Speaker Details

xiaoming

Xiao-Ming Wu

Associate Professor at the Hong Kong Polytechnic University

Dr. Xiao-Ming Wu is an Associate Professor in the Department of Data Science and Artificial Intelligence at The Hong Kong Polytechnic University. She was previously associated with the Department of Computing, The Hong Kong Polytechnic University, since 2016. Dr Wu holds a PhD in Electrical Engineering from Columbia University, an MPhil from The Chinese University of Hong Kong, and both a BSc and MSc from Peking University. She is currently focused on designing AI models that are robust, trustworthy, and explainable. She received the 2024 CCF Science and Technology Achievement Award, Second Prize in Natural Science, for her pioneering work in graph neural networks.
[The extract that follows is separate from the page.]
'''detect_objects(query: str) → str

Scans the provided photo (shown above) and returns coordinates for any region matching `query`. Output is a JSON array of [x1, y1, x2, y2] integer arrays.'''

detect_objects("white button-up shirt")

Additionally, she received the AI 2000 Most Influential Scholar Honorable Mention in AAAI/IJCAI in 2024 and 2025 and was named among the world's top 2% scientists.

Talk

Title: Reading Out Transformer Activations for Precise Localization in Language Model Steering

Abstract: Post-hoc control of large language models (LLMs) is a critical area for advancing alignment and safety. Activation (representation) steering modifies model behavior by injecting additive "steering vectors" into hidden states at inference time, offering a minimally intrusive, computationally efficient, and often more robust solution for out-of-distribution scenarios without altering model parameters. In this talk, I will review recent advances in inference-time steering techniques, with particular emphasis on the challenging yet underexplored problem of accurately localizing behavior-relevant modules within LLMs to enable effective intervention. I will then present our latest work on a novel method for “reading out” Transformer activations, which enables precise localization of the most relevant modules for a target behavior.